I know the proposers of the bill have the best interests of people living with HIV in mind, but the problems listed above suggest that clinicians were not part of the development process. Since the bill has been on the table, several HIV clinicians and researchers (including me) met with the sponsor to discuss our concerns, but to no avail. For the record, the bill is also opposed by the Massachusetts Medical Society, who articulated these concerns at a public hearing earlier this year.
So let’s change the law, yes. But let’s get it right please:
- Remove the requirement for written consent.
- Allow existing privacy protection statutes (which did not exist in 1986, when the current HIV testing law was enacted) to apply to HIV.
If you live in Massachusetts and care about this, find your Senator and Representative, and let them know that this bill is bad for patients — and has the unintended effect of being discriminatory, leading to inferior care for people living with HIV.
You can bet I’ll do the same.
Excellent points and I agree with all of them. The bill will also throw a big wrench into the implementation of intercommunicable statewide electronic health records since HIV related information will need to be redacted. Right now MA is at the forefront of EHR use and this could push us the to the back.

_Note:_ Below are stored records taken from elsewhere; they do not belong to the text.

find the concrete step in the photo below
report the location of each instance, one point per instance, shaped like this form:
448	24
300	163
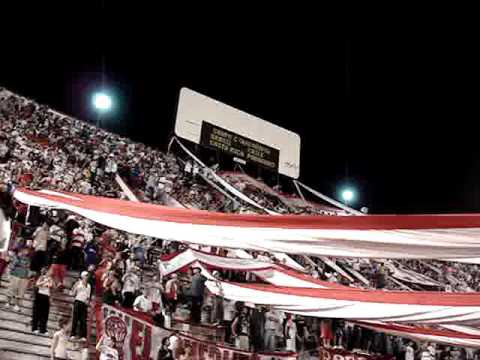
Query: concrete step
25	337
15	355
28	304
56	296
25	348
23	320
20	351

I also feel that requiring patients with HIV/AIDS to start signing more consent forms in order to allow standard care to take place and placing barriers to evalution of quality of care will be an added burden placed on our patients that is not placed on patients with any other condition and therefore is somewhat discriminatory. The intent of the bill is good but it misses the mark and will lead to greater difficulty for our patients to get optimal care. I think it will disproportinately affect patients in rural areas and poor communities where there is even greater likelihood that care needs to be coordinated between community-based practices, community health centers and HIV/AIDS specialty care centers, i.e. not within the same facility.

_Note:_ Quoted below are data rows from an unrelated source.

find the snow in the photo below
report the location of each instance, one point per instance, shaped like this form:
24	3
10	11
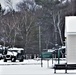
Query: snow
16	48
31	67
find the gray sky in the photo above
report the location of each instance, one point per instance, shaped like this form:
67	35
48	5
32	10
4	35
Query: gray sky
4	4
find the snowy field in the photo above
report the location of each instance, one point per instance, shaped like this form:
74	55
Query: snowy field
31	67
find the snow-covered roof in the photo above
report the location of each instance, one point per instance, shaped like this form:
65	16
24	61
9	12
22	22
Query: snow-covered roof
15	48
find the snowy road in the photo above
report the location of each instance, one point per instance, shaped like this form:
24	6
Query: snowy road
29	67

We all care about confidentiality and HIPAA and the additional state regulations address those concerns adequately. Additional regulations that could result in compromised patient care make absolutely no sense.
Are there any clinicians who provide clinical care for patients with HIV/AIDS out there in the blogosphere who support this bill????

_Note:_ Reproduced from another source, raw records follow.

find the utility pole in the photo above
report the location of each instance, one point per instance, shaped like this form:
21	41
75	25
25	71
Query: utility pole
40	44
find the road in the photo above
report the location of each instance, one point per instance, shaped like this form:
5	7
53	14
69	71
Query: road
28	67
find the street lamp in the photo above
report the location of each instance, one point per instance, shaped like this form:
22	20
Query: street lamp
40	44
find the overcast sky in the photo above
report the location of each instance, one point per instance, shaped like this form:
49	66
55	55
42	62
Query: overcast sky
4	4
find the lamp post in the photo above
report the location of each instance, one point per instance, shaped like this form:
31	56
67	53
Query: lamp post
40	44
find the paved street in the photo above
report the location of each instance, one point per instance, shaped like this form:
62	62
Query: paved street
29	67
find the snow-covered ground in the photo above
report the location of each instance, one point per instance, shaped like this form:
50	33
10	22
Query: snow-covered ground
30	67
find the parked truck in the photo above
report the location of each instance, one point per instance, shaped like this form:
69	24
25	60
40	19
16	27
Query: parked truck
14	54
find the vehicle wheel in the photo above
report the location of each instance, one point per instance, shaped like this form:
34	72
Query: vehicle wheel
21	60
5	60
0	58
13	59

Mandatory offering of testing is the law in New York and I am not seeing this being done in the community. What I am seeing is patients being marked as refusing testing so the test is not going to be offered in a certain large institutional setting. The written consent is still required although it is no longer state law but is still this institutional policy. It has tens of thousands of “patients” from all over the state. In principle I support this new mandate but in practice it is doing more harm than good.